Born: 20 March 1925, United States
Died: 15 January 2018
Country most active: United States
Also known as: Romana Acosta, Romana Torres
This entry is reprinted in full with permission from the National Women’s History Museum (United States of America). All rights reserved.
In 1970, seeking to repay the work of the Republican National Hispanic Assembly in his election, President Richard Nixon picked Romana Acosta Bañuelos to the post of U.S. Treasurer. Bañuelos was born in Miami, Arizona, in 1925 to Mexican immigrants. After her family was deported in 1933 during the Great Depression, Bañuelos returned to the U.S. in 1943 and started her own tortilla factory in downtown Los Angeles. The rapid success of her tortilla factory led to creation of Ramona’s Mexican Products and in 1963, she founded the Pan-American National Bank in East Los Angeles to help struggling Latinos in the region.

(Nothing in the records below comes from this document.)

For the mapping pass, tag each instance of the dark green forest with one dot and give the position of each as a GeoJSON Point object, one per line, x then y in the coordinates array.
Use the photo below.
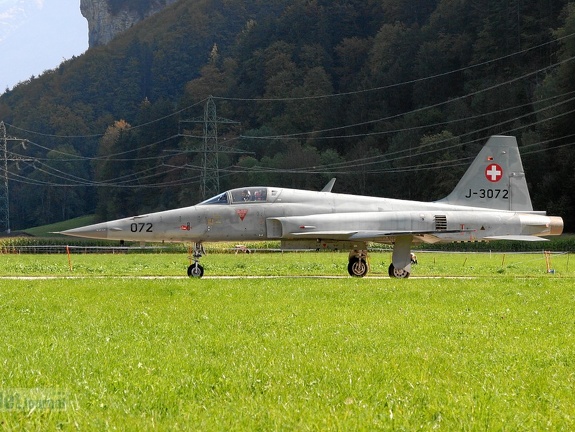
{"type": "Point", "coordinates": [392, 97]}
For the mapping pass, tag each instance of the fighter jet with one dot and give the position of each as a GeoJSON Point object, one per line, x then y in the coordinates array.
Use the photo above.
{"type": "Point", "coordinates": [490, 202]}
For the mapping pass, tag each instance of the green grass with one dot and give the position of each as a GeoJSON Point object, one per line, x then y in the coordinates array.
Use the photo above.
{"type": "Point", "coordinates": [496, 352]}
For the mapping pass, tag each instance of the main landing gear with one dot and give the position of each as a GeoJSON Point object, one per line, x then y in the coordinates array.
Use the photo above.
{"type": "Point", "coordinates": [195, 270]}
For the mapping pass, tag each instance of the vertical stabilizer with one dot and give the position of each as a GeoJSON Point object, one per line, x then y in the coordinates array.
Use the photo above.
{"type": "Point", "coordinates": [495, 179]}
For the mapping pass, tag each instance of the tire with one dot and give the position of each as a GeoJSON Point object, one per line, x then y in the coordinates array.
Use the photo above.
{"type": "Point", "coordinates": [397, 273]}
{"type": "Point", "coordinates": [357, 267]}
{"type": "Point", "coordinates": [195, 271]}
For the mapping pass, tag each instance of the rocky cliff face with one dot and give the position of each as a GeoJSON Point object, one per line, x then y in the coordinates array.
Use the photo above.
{"type": "Point", "coordinates": [103, 25]}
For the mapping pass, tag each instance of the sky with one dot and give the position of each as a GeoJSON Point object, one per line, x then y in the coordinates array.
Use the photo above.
{"type": "Point", "coordinates": [38, 35]}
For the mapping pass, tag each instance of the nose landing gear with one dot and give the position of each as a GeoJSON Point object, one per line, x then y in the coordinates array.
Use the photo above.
{"type": "Point", "coordinates": [358, 266]}
{"type": "Point", "coordinates": [196, 270]}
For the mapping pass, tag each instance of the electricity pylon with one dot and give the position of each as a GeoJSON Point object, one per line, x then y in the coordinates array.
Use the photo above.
{"type": "Point", "coordinates": [4, 188]}
{"type": "Point", "coordinates": [210, 149]}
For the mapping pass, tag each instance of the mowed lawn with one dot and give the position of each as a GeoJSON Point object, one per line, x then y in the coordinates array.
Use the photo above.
{"type": "Point", "coordinates": [495, 352]}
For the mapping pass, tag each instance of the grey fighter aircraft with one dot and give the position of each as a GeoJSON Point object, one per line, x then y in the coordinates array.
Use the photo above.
{"type": "Point", "coordinates": [490, 202]}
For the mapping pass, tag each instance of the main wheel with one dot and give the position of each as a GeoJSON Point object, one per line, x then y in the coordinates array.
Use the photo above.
{"type": "Point", "coordinates": [398, 273]}
{"type": "Point", "coordinates": [357, 267]}
{"type": "Point", "coordinates": [195, 271]}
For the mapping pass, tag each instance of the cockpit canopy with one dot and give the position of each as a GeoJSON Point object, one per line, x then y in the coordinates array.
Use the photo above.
{"type": "Point", "coordinates": [241, 195]}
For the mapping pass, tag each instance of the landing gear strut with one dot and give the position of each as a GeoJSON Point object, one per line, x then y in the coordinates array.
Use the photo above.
{"type": "Point", "coordinates": [400, 273]}
{"type": "Point", "coordinates": [358, 266]}
{"type": "Point", "coordinates": [195, 270]}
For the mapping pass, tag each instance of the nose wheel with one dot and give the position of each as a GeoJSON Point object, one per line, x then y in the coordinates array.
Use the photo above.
{"type": "Point", "coordinates": [399, 273]}
{"type": "Point", "coordinates": [357, 265]}
{"type": "Point", "coordinates": [196, 270]}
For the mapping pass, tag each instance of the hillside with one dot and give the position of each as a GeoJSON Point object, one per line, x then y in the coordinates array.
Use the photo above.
{"type": "Point", "coordinates": [391, 98]}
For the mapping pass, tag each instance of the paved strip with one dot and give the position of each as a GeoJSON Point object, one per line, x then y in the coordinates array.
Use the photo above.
{"type": "Point", "coordinates": [216, 277]}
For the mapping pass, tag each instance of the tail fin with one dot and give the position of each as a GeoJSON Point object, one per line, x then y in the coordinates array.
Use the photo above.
{"type": "Point", "coordinates": [495, 179]}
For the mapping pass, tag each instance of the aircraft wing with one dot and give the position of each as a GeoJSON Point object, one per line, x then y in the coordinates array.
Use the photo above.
{"type": "Point", "coordinates": [517, 238]}
{"type": "Point", "coordinates": [370, 235]}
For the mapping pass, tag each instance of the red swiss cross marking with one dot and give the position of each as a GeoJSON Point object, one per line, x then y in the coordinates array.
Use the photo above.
{"type": "Point", "coordinates": [493, 173]}
{"type": "Point", "coordinates": [242, 214]}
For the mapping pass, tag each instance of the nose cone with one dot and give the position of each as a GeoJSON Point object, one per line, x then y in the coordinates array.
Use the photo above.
{"type": "Point", "coordinates": [96, 231]}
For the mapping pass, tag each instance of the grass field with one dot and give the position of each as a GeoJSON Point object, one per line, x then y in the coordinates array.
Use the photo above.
{"type": "Point", "coordinates": [495, 351]}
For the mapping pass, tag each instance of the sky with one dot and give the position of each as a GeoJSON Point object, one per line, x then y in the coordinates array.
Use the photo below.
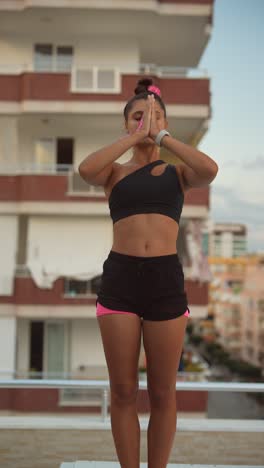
{"type": "Point", "coordinates": [234, 61]}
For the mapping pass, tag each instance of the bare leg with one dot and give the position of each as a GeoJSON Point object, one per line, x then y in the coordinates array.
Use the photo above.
{"type": "Point", "coordinates": [121, 336]}
{"type": "Point", "coordinates": [163, 342]}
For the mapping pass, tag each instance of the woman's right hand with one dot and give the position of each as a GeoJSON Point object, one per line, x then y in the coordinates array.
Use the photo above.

Bañuelos was confirmed as the nation’s 34th treasurer, the first Latina in the position in U.S. history, on December 17th, 1971. Through her appointment, she became the highest-ranking Mexican-American in the government. She would lead the way for other Latinas, such as Katherine Ortega and Catalina Vásquez Villalpando, and more recently Rosie Rios, to assume the same position as treasurers of the United States.